長寿祝い肖像画 35年間70点描く 埼玉・吉川市在住の画家・篠田さん 今年で最後、来月作品展

  • 肖像画を囲む(右前から時計回りに)画家の篠田草風さん、宮崎初枝さん、夫の宮崎勇樹さん、中原市長

    肖像画を囲む(右前から時計回りに)画家の篠田草風さん、宮崎初枝さん、夫の宮崎勇樹さん、中原市長

  • 肖像画を囲む(右前から時計回りに)画家の篠田草風さん、宮崎初枝さん、夫の宮崎勇樹さん、中原市長

 敬老の日にちなみ吉川市は16日、市内在住の高齢者2人に肖像画を提供した。35年に渡り70点を贈呈してきた事業は今年が最後の贈呈となる。作品を描いてきた市内在住の画家篠田草風さん(84)は「筆を持つにも健康が第一」と話す。10月29日から11月2日まで、市役所コミュニティルームで、これまでに描いた肖像画を展示する作品展を開く。

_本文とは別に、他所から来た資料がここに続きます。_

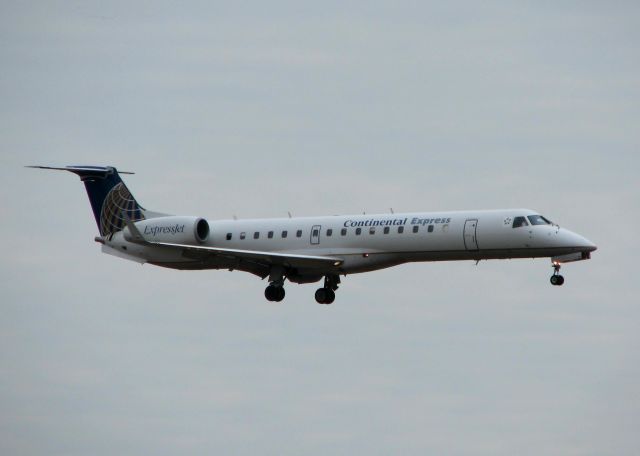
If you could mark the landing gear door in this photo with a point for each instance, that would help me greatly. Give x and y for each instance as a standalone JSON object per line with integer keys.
{"x": 470, "y": 231}
{"x": 315, "y": 234}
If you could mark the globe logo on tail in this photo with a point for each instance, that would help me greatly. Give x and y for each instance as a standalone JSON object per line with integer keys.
{"x": 118, "y": 200}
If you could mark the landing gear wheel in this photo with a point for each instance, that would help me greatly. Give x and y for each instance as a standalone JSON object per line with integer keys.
{"x": 556, "y": 278}
{"x": 331, "y": 296}
{"x": 325, "y": 295}
{"x": 274, "y": 293}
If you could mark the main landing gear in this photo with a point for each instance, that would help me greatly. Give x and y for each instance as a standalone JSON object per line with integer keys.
{"x": 556, "y": 278}
{"x": 326, "y": 294}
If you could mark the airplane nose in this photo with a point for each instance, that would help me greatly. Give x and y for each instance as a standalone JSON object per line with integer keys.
{"x": 585, "y": 244}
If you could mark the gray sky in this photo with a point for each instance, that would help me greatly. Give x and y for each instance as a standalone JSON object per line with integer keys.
{"x": 259, "y": 109}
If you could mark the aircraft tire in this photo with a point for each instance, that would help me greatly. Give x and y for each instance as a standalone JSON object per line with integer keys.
{"x": 330, "y": 297}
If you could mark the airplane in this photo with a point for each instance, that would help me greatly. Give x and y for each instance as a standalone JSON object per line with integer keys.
{"x": 309, "y": 249}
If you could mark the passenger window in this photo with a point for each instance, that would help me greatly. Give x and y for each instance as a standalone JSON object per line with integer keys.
{"x": 519, "y": 221}
{"x": 538, "y": 220}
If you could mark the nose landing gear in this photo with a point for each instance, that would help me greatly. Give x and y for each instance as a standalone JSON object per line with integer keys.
{"x": 326, "y": 294}
{"x": 556, "y": 278}
{"x": 275, "y": 290}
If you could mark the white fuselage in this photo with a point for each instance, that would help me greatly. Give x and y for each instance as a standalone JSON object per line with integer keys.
{"x": 363, "y": 242}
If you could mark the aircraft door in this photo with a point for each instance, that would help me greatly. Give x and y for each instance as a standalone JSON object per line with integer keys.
{"x": 315, "y": 234}
{"x": 470, "y": 231}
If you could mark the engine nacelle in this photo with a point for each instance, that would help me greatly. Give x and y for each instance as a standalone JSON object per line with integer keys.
{"x": 172, "y": 229}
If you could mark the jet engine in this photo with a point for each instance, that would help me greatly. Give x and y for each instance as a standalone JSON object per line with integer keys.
{"x": 172, "y": 229}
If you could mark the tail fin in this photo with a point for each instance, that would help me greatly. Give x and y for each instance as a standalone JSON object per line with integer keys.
{"x": 109, "y": 196}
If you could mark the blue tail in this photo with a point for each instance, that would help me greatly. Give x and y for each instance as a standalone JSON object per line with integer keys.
{"x": 110, "y": 198}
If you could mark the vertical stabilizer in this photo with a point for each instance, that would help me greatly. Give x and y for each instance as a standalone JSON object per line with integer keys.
{"x": 109, "y": 196}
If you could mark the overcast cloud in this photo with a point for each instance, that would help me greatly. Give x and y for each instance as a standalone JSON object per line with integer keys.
{"x": 256, "y": 109}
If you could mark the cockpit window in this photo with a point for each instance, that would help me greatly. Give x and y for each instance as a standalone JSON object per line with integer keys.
{"x": 519, "y": 221}
{"x": 538, "y": 220}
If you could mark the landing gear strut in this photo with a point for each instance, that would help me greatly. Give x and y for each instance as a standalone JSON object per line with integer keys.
{"x": 275, "y": 290}
{"x": 326, "y": 294}
{"x": 556, "y": 278}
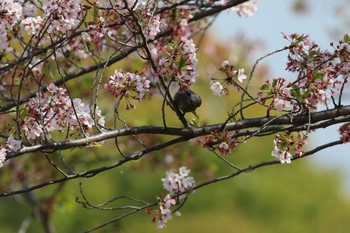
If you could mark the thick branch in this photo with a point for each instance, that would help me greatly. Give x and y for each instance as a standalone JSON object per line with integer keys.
{"x": 269, "y": 123}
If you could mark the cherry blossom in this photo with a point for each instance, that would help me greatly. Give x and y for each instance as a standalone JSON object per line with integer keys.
{"x": 246, "y": 9}
{"x": 287, "y": 142}
{"x": 178, "y": 183}
{"x": 2, "y": 156}
{"x": 64, "y": 14}
{"x": 165, "y": 211}
{"x": 127, "y": 83}
{"x": 241, "y": 75}
{"x": 344, "y": 131}
{"x": 283, "y": 156}
{"x": 217, "y": 88}
{"x": 13, "y": 144}
{"x": 55, "y": 111}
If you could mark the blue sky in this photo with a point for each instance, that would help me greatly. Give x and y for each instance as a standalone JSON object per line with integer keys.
{"x": 276, "y": 16}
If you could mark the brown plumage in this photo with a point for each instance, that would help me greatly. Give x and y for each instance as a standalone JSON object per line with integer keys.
{"x": 187, "y": 101}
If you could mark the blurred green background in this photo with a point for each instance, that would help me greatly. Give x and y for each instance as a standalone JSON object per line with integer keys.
{"x": 298, "y": 197}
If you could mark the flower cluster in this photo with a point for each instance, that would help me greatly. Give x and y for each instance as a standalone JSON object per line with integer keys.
{"x": 220, "y": 88}
{"x": 281, "y": 92}
{"x": 64, "y": 14}
{"x": 246, "y": 9}
{"x": 126, "y": 83}
{"x": 11, "y": 145}
{"x": 178, "y": 183}
{"x": 175, "y": 183}
{"x": 54, "y": 110}
{"x": 286, "y": 143}
{"x": 10, "y": 14}
{"x": 153, "y": 27}
{"x": 178, "y": 62}
{"x": 319, "y": 73}
{"x": 344, "y": 131}
{"x": 165, "y": 213}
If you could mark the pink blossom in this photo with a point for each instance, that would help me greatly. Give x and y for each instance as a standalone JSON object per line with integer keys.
{"x": 127, "y": 82}
{"x": 178, "y": 183}
{"x": 241, "y": 75}
{"x": 217, "y": 88}
{"x": 66, "y": 14}
{"x": 283, "y": 156}
{"x": 246, "y": 9}
{"x": 282, "y": 105}
{"x": 165, "y": 211}
{"x": 2, "y": 156}
{"x": 13, "y": 144}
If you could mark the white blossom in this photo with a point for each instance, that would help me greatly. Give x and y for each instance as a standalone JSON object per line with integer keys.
{"x": 217, "y": 88}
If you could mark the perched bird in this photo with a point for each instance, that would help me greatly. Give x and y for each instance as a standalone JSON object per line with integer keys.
{"x": 187, "y": 101}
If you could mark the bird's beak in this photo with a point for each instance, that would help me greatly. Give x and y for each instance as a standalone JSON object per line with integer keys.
{"x": 195, "y": 114}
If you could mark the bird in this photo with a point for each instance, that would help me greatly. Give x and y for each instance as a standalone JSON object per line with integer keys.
{"x": 187, "y": 101}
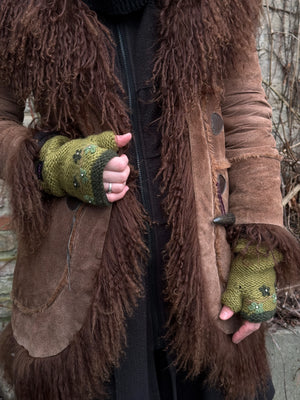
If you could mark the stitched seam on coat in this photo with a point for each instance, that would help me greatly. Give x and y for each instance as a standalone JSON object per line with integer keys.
{"x": 62, "y": 283}
{"x": 247, "y": 156}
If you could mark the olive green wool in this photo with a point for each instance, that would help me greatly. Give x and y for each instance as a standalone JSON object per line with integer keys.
{"x": 251, "y": 285}
{"x": 75, "y": 167}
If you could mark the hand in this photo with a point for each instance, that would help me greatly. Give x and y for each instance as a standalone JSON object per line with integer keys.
{"x": 116, "y": 172}
{"x": 245, "y": 330}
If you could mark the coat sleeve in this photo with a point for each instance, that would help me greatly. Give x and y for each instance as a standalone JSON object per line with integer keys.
{"x": 18, "y": 152}
{"x": 12, "y": 133}
{"x": 254, "y": 175}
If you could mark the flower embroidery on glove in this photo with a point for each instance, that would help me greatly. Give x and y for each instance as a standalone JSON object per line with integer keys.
{"x": 256, "y": 307}
{"x": 77, "y": 156}
{"x": 90, "y": 149}
{"x": 265, "y": 290}
{"x": 83, "y": 175}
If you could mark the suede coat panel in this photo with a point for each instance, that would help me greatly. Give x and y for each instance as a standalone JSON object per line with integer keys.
{"x": 85, "y": 276}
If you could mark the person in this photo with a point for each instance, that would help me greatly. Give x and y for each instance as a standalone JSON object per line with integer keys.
{"x": 146, "y": 199}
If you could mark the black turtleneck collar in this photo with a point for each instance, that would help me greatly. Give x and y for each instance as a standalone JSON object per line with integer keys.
{"x": 115, "y": 7}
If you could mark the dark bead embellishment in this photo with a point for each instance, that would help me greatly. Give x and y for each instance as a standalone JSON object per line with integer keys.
{"x": 217, "y": 123}
{"x": 39, "y": 169}
{"x": 265, "y": 290}
{"x": 77, "y": 156}
{"x": 76, "y": 183}
{"x": 226, "y": 219}
{"x": 83, "y": 176}
{"x": 91, "y": 148}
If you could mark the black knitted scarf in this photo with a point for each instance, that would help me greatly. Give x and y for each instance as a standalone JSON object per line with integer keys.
{"x": 115, "y": 7}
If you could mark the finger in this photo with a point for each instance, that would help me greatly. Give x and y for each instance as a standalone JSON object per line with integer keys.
{"x": 117, "y": 164}
{"x": 245, "y": 330}
{"x": 123, "y": 140}
{"x": 226, "y": 313}
{"x": 115, "y": 187}
{"x": 116, "y": 177}
{"x": 112, "y": 197}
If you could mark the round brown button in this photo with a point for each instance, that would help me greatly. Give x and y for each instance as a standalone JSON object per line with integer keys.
{"x": 221, "y": 184}
{"x": 217, "y": 123}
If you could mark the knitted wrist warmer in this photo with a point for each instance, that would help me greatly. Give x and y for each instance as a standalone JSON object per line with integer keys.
{"x": 251, "y": 285}
{"x": 75, "y": 167}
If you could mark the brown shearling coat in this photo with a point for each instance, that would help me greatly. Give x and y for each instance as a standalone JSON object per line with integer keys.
{"x": 49, "y": 310}
{"x": 54, "y": 287}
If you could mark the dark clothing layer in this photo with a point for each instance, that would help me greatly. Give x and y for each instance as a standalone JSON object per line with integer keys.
{"x": 146, "y": 372}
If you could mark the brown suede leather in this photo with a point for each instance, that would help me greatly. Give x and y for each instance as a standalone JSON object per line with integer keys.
{"x": 53, "y": 288}
{"x": 254, "y": 196}
{"x": 47, "y": 313}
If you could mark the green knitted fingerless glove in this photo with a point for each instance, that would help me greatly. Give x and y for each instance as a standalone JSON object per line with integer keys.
{"x": 251, "y": 285}
{"x": 75, "y": 167}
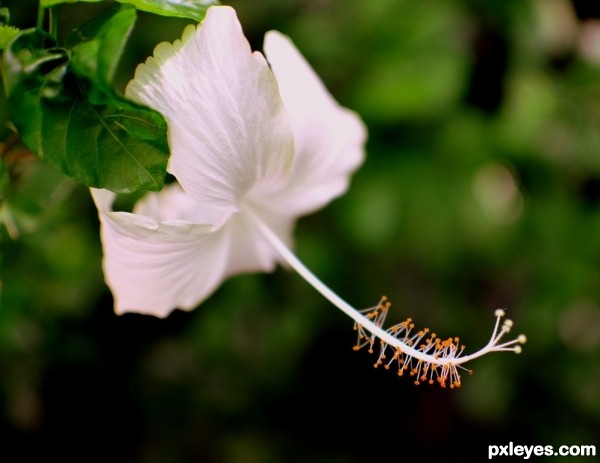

 長寿を祝い、敬老の日に肖像画を贈呈する事業。肖像画を描く篠田さんは、全日本肖像美術協会副会長、審査員を務めるなど肖像画分野の第一人者として知られる。

 市内に移住してきた際「元気な高齢者に肖像画をプレゼントしよう」と発案したことがきっかけ。市は1989年から、市内に住む高齢者2人に毎年作品を贈呈してきた。篠田さんはボランティアで肖像画を描き35年、計70人に作品を提供してきた。

 背景を何度も塗り直すなど、繊細な作品。作品1点を描くのに約3週間かかるという。篠田さん自身も84歳。「何とか健康を維持することができた。肖像画を描くにしても健康が第一」と活動を振り返った。

 今年敬老の日に肖像画を贈呈した市民は、同市平沼の小林次男さん(93)と同鍋小路の宮崎初枝さん(82)。16日午前、篠田さんと中原恵人市長が自宅を訪問し2人に肖像画を手渡した。

 最後の贈呈となった宮崎さん方では、夫の勇樹さん(88)ら家族を交え、肖像画を囲んだ。篠田さんは「思いやり、感謝の心があるからこそ出る笑顔」と初枝さんの表情に触れた。

 初枝さんは肖像画を受け取り「いい記念になる。こんなに良く描いていただいて本当に感激」と感謝の言葉を述べた。